Saturday, March 28, 2009

Revisions to Government-Issued Data

from John Mauldin:
Typically with these government statistics, you get a preliminary number, which is a guess based on past trends, and then as time goes along that data is revised. In recessions like we are in now the revisions are almost always negative.

There is no conspiracy here. The people who work in the government offices have to create a model to make estimates. Each data series, whether new home sales, employment, or durable goods sales, etc., has its own unique sets of characteristics. The estimates are based on past historical performance. There is really no other way to do it.
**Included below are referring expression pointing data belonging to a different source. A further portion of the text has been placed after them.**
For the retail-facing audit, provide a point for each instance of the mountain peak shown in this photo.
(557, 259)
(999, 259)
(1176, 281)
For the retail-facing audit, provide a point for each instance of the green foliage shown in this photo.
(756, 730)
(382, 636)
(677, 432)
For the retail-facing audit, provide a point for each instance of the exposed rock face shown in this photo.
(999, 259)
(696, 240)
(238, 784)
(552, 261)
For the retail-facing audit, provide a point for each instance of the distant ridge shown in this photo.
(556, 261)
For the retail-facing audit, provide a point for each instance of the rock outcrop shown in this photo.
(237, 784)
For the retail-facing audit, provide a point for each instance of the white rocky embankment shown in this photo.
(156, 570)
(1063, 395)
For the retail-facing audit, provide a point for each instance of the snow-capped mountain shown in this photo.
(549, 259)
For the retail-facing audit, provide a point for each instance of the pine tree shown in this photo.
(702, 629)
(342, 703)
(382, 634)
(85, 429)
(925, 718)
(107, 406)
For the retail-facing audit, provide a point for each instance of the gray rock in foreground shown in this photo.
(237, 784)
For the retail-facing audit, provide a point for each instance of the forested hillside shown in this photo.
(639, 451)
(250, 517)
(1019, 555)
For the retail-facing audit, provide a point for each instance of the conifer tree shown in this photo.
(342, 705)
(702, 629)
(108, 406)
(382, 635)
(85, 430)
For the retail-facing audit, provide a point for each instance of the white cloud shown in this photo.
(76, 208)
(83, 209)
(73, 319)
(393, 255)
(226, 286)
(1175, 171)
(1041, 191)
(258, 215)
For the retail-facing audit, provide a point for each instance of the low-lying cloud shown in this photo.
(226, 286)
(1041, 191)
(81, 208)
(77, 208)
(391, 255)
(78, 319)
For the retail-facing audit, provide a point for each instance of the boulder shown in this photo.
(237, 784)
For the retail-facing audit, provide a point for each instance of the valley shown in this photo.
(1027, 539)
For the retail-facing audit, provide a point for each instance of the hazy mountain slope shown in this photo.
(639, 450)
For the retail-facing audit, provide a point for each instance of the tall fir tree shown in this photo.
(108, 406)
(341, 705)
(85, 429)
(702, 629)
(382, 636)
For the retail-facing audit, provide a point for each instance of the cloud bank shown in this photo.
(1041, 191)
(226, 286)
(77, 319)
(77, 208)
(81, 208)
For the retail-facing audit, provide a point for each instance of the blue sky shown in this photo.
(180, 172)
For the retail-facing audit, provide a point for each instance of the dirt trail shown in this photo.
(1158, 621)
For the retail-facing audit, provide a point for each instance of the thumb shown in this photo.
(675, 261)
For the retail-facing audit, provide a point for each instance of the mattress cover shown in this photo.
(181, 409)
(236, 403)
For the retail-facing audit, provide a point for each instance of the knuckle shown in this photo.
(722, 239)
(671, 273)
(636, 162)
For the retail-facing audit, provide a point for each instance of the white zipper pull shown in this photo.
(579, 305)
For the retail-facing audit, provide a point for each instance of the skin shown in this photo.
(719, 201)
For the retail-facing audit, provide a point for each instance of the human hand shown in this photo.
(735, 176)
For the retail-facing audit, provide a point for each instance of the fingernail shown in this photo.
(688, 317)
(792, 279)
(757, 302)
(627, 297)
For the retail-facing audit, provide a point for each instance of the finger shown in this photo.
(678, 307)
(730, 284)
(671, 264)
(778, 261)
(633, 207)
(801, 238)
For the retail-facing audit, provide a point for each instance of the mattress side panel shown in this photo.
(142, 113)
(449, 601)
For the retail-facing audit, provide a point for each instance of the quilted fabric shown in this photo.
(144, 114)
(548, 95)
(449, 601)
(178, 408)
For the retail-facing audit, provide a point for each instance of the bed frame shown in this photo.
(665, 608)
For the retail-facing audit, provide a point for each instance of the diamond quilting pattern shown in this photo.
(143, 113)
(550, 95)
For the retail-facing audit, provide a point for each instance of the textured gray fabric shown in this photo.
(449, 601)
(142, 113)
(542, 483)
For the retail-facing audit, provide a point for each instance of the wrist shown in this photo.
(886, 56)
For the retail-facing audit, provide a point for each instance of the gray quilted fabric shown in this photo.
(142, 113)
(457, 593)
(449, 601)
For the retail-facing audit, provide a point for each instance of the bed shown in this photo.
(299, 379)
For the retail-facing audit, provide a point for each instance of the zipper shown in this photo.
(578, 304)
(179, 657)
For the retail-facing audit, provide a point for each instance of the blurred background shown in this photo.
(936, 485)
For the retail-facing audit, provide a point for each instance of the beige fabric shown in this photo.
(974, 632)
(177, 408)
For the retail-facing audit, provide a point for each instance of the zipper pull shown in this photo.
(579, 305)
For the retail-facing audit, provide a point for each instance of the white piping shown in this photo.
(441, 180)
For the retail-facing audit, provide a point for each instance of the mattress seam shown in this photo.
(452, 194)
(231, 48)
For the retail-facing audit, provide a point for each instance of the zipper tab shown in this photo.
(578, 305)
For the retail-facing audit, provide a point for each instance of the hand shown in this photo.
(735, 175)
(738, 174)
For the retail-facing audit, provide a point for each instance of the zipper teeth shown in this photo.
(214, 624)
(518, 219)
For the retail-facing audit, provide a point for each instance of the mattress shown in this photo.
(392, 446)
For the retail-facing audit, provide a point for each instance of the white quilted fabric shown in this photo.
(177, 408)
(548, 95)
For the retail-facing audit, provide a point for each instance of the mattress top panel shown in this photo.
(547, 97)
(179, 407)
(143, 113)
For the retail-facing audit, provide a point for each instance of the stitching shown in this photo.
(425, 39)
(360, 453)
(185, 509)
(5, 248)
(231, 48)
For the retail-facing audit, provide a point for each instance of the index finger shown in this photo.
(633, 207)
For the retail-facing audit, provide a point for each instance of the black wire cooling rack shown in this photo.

So, past performance in a recession suggests higher estimates than what really happens. Then, the numbers in the following months are revised downward as actual numbers are obtained. But the estimates in the current months are still too high. That makes the comparisons generally favorable, at least for one month. And the media and the bulls leap all over the "data," and some silly economist goes on TV or in the press and says something like, "This is a sign that things are stabilizing." It drives me nuts.

Ignore month-to-month estimated data. The key thing to look for is the direction of the revisions. If they are down, as they have been for over a year, then that is a bad sign. Further, one month's estimates are just noise. Look at the year-over-year numbers. When the direction of the revisions is positive and the year-over-year numbers are starting to stabilize, then we will know things are starting to turn around.